Under the next oak, a figure moved out of the shadows. “Welcome, John,” said a clear, cold voice. “How went thy travels?”
The man called John turned. “Hugh!” he said in a tone of pleased surprise. He dropped his canvas sack to the ground and embraced the other man. The two were nearly of an age, and they shared the same high forehead and dark, wavy hair. Their heights were identical, too, and both men had wide-set brown eyes and square, determined chins. But Hugh’s eyes and smile held a coolness that set him apart from John, despite their physical resemblance, and the unearthly composure of Faerie was present in his expression and his stance.
“‘Tis good to see thee, brother mine,” John said, smiling warmly.
“It’s good to have thee home at last, and safe,” Hugh said. He returned the smile, and though it could not be described as warm his expression came closer to it than anyone familiar with the denizens of Faerie would have expected.
“What brings thee out to wait for me?” John asked.
The vestige of warmth left Hugh’s face. “Ill tidings. Yet I’d not have thee hear them from another tongue. Thou art aware that Faerie’s Queen hath long been little pleased by all thy wanderings?”
“I am.”
“Her patience hath now reached its end,” Hugh said bluntly. “She hath decreed thou mayest not, for any cause, depart from Faerie more.”
A black and yellow bird sailed across the sky above, its wings gleaming golden in the setting sun. John blinked, as if he did not believe what he had just heard. “How if I should turn this instant and cross back to mortal lands?”
“The border would not be there for thee to find,” Hugh said with visible reluctance. “She hath bespelled it against thee, that thou mayest not discover it without aid.
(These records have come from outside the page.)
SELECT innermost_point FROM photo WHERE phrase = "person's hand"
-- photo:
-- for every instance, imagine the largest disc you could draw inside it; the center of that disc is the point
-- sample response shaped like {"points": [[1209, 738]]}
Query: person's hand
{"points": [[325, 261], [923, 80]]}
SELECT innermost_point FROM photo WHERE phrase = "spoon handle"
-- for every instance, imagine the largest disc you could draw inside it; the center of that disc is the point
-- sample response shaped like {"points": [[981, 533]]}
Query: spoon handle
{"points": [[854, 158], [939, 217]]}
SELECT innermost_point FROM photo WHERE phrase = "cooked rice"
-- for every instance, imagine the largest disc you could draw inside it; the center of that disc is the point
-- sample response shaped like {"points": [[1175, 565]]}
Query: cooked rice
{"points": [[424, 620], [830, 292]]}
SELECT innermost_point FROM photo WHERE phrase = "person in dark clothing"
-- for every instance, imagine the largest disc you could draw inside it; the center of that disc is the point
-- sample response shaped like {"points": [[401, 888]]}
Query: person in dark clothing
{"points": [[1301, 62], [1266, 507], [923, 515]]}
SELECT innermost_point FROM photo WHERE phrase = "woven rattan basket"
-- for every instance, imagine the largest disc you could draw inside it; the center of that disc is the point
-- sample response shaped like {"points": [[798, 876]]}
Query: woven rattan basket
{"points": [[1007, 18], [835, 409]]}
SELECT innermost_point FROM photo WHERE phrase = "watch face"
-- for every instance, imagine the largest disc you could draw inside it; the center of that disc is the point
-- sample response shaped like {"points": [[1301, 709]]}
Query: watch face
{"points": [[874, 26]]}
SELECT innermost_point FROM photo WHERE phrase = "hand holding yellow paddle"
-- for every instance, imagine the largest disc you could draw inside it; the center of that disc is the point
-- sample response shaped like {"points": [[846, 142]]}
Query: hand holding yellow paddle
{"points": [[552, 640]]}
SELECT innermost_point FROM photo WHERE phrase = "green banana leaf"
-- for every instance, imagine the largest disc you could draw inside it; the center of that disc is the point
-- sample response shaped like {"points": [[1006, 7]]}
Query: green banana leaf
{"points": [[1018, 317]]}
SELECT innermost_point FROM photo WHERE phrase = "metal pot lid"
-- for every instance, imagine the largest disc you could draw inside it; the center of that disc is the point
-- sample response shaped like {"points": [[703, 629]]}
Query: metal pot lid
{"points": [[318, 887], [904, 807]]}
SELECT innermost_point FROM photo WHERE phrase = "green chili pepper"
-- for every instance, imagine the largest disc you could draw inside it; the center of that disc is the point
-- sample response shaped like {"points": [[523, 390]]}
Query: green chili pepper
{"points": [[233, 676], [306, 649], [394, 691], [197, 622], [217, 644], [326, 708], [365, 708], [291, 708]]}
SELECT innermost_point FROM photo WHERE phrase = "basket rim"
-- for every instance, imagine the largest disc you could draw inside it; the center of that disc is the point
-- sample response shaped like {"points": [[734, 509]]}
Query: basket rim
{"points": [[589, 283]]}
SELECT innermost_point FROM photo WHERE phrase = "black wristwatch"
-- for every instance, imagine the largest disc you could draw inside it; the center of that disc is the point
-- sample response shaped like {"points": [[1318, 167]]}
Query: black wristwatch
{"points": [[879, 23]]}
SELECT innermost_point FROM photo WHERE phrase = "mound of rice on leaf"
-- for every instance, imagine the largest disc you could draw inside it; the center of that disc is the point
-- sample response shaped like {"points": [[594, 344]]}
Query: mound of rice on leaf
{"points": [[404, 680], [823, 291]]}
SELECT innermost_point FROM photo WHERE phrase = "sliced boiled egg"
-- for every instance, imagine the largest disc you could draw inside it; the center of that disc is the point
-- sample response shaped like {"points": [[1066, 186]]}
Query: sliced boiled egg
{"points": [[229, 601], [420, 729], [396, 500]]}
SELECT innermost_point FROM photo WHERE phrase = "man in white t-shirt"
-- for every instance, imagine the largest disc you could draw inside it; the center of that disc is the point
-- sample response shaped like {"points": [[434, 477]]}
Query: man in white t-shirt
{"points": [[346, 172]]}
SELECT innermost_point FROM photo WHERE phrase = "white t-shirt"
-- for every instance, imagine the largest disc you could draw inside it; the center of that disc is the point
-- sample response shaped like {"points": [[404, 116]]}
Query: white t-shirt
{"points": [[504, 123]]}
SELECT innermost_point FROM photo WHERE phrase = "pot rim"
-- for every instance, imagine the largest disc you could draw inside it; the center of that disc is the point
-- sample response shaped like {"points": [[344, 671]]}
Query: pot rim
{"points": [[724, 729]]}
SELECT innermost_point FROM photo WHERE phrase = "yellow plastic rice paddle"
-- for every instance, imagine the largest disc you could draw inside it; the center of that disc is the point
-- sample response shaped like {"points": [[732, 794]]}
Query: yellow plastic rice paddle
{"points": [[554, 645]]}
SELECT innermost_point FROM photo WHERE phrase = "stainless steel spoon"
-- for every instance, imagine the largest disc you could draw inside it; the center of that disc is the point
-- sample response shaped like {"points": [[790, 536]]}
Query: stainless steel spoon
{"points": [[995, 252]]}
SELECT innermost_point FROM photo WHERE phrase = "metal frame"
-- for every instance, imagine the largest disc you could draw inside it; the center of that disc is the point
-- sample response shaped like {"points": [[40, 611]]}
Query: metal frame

And there’s none in Faerie that will aid thee ‘gainst the Queen’s command.”
John stared blankly for a long moment; then his lips thinned. “Why has our mother done this?”
“She is Queen, and fears for Faerie and for thee,” Hugh replied. “If she hath another reason, I know it not.” A breath of cool air stirred the leaves of the oak above him, and their rustling sounded loud and foreign in the clearing.
“Does she mistrust me?” John said in a tight voice.
Hugh shrugged. “It’s possible. There are those among her councillors who’d gladly urge her to it. Thy travels in the mortal world have not endeared thee to the greater part of Faerie, and there are many who mislike thy human blood.”